Continuando a parlare delle esibizioni dal vivo il premio per lo show più bello va a William Bennet alias Whitehouse aka Cut Hands, anch’egli sopravvissuto della new wave, che oggi si ripresenta con un’idea affascinante: i ritmi africani tanto cari a Shackleton vengono sfigurati con l’acido e fatti marciare a colpi di manganello, mentre la strobo violenta la pista.

Del duo Concrete Fence per motivi legali fino a pochi giorni fà era nota solo l’identità di uno dei componenti vale a dire Russell Haswell, il genio della moderna power electronics.
Chi dunque meglio dell’ubiquo Karl O’Connor poteva affiancarlo in quest’avventura?
I rumori generati dalle macchine infernali di Russell vengono squadrati in 4/4 dal nostro hooligan preferito, ed hanno l’impeto di un frontale contro autotreno!
Essendo comunque un debutto ci sono ancora dei dettagli da aggiustare, per esempio le tracce non sono perfettamente omogenee quando è il primo a dirigere le operazioni.
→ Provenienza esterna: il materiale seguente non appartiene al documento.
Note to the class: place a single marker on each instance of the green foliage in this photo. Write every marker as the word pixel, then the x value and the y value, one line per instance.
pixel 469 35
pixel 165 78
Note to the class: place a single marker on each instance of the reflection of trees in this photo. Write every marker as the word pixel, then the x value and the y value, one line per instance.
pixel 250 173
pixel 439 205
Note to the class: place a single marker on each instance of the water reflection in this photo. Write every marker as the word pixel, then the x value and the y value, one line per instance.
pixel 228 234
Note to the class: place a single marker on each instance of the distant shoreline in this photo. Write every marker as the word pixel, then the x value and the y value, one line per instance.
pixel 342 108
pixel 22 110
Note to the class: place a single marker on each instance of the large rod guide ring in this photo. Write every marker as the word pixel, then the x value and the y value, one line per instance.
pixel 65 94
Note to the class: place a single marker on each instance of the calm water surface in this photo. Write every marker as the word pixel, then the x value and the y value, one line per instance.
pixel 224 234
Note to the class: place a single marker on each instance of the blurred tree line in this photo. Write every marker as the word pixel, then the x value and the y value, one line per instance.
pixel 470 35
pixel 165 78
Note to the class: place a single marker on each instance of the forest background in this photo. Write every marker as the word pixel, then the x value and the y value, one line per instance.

L’ultimo live in programma è alla sua prima volta in Inghilterra ed il pubblico è tutto per lui: Vatican Shadow.
Dietro ad un tavolo occupato da sole macchine analogiche, e con indosso una divisa militare (coerentemente con le copertine dei dischi), c’è Dominick Fernow, famoso noiser americano e boss della Hospital rec. (l’etichetta su cui è uscito l’album di Silent Servant per esser chiari), che si dimena come fosse posseduto dal fantasma sanguinario di un qualche dittatore piscopatico.
La sua è una techno d’assalto sparata con un M60 Vulcan, e i ragazzi sono un plotone allo sbando.

Per quello che attiene ai dj set c’è da sottolineare come sia trattato più che altro di selezioni d’ascolto (Raime, Bruce Gilbert (dei mitici Wire), Jack Rollo, Conor Thomas, A.D. Jacques,Bill Kouligas, e perfino Powell), con l’eccezione dei set finali affidati in sala 1 a Jim Baker (metà del leggendario act jungle Source Direct) ed in sala 2 a Regis, chiamato a sostituire il non pervenuto Slimzee.
E’ mattino, un aereo ci aspetta e dobbiamo toglierci il cappuccio nero ma dopo questa lunga notte siamo certi che fin tanto che regnerà l’oscurità il futuro della musica non potrà che essere luminoso.